Ildo Perondi, Vicente Artuso, Waldir Souza

Resumo


O tema desse dossiê destaca as características do movimento de Jesus, com novas configurações, na passagem do contexto rural da Galileia para os grandes centros urbanos. Encontramos informações a partir dos documentos mais antigos: Cartas do apóstolo Paulo, Evangelhos, Atos dos Apóstolos e outros escritos do Novo Testamento.
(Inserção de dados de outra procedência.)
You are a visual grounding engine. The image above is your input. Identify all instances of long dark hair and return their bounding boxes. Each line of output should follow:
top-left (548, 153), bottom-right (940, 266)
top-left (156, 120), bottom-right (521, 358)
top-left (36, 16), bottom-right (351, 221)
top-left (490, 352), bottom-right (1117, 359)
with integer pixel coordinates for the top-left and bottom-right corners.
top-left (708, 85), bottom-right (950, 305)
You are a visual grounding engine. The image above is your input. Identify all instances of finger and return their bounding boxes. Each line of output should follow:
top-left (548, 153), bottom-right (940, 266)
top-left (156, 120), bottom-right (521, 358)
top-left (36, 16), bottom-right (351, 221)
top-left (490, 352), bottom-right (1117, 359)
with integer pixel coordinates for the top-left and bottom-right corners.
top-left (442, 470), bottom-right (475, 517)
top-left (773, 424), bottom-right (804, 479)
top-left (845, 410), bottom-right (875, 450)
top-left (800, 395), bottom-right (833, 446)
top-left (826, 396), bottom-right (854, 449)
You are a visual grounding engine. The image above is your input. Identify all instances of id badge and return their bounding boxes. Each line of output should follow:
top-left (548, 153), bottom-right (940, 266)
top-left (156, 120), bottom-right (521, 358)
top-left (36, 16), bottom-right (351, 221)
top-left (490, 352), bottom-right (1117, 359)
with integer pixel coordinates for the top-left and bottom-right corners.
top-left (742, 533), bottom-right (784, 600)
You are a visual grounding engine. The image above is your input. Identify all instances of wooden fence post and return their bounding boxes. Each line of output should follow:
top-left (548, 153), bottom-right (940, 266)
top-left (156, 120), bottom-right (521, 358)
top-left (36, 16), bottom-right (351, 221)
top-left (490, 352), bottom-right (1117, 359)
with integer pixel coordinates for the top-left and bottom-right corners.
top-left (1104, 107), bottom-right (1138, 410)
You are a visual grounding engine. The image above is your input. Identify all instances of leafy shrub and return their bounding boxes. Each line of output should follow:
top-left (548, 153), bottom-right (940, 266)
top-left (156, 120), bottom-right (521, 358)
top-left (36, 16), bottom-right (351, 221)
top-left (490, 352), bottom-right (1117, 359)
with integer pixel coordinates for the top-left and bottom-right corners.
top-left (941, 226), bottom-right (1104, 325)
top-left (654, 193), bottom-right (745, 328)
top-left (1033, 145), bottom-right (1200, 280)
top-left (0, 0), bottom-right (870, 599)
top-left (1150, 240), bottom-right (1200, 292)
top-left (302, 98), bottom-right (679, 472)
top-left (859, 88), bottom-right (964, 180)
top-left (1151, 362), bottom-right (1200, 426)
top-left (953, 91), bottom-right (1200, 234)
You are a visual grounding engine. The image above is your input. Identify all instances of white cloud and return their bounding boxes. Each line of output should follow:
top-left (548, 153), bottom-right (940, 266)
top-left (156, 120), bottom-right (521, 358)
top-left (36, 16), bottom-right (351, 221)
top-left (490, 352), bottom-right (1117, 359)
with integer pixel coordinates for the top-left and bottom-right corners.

Se a origem do cristianismo teve lugar na sinagoga como um prolongamento do judaísmo da diáspora, seu desenvolvimento e lenta institucionalização não ocorreu sem conflitos internos e com o “status quo” do Império. Com efeito, ao considerar-se uma extensão do judaísmo, os seguidores e seguidoras de Jesus obtinham certa legitimidade e cidadania. Porém, ao desligar-se das sinagogas o novo grupo passou a ser descrito como reacionário e considerado, por autores antigos, uma “seita perniciosa”.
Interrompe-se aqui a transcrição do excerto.